> How does APCC dynamic meridian delay work?
It is “dynamic” because the meridian delay can automatically change when declination changes. I'm going to copy a paragraph out of the APCC help, which you can find at this link:
Instead of just a single meridian limit for all declinations, you can configure an arbitrary number of different limits at different declinations. This is useful because at each declination there can be a different hour angle at which the telescope will touch the pier. In declination regions where the telescope can theoretically go the full 6 hours past in the west, the meridian limits can establish horizon tracking limits for the practical distance past the meridian where you can reasonably continue to work. Likewise, in the east, they can set the practical horizon ahead of the meridian where you can reasonably start an image.
To configure the dynamic meridian delay values you use APCC’s Meridian Limit Explorer (perhaps in the daytime) to map the counterweight-up limits of your specific scope on your mount.

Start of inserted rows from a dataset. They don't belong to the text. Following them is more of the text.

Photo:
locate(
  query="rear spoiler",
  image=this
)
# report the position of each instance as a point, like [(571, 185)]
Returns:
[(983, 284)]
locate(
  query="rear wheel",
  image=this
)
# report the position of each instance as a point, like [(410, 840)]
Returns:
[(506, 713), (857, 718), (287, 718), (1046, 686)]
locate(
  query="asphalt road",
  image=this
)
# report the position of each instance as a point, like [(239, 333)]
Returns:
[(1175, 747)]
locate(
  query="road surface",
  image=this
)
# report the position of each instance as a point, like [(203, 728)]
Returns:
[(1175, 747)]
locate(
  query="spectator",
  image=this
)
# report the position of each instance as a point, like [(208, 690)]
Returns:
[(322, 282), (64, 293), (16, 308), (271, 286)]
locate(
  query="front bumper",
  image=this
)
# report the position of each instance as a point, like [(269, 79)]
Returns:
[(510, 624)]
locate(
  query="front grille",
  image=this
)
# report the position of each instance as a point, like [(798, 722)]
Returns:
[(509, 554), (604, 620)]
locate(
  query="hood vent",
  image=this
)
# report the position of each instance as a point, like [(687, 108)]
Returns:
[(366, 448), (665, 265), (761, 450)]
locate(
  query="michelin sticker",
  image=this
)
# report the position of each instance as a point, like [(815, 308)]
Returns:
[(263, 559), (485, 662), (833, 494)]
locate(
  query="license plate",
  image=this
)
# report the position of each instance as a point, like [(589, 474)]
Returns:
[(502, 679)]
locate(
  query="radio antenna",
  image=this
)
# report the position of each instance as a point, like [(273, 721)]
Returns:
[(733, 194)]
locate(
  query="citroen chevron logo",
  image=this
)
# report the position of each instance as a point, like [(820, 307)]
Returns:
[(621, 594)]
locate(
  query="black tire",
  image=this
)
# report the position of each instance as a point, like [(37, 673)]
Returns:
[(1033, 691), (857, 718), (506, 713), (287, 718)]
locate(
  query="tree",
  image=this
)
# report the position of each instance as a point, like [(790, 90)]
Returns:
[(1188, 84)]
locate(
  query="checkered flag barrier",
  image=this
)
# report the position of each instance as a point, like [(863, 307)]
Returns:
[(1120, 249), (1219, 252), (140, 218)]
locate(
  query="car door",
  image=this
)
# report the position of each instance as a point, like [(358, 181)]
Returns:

The limits (meridian delays) will be different depending on the scope and the latitude of the site. Once you do it once, you will see that it is pretty easy to use. Here are three different links explaining the operation in more detail:
After defining the limits, when using APCC with SGPro, APCC will be able to automatically use the pre-defined limit for the mount’s current declination and pier side.
I hope this information helps to explain what “dynamic meridian delay” means.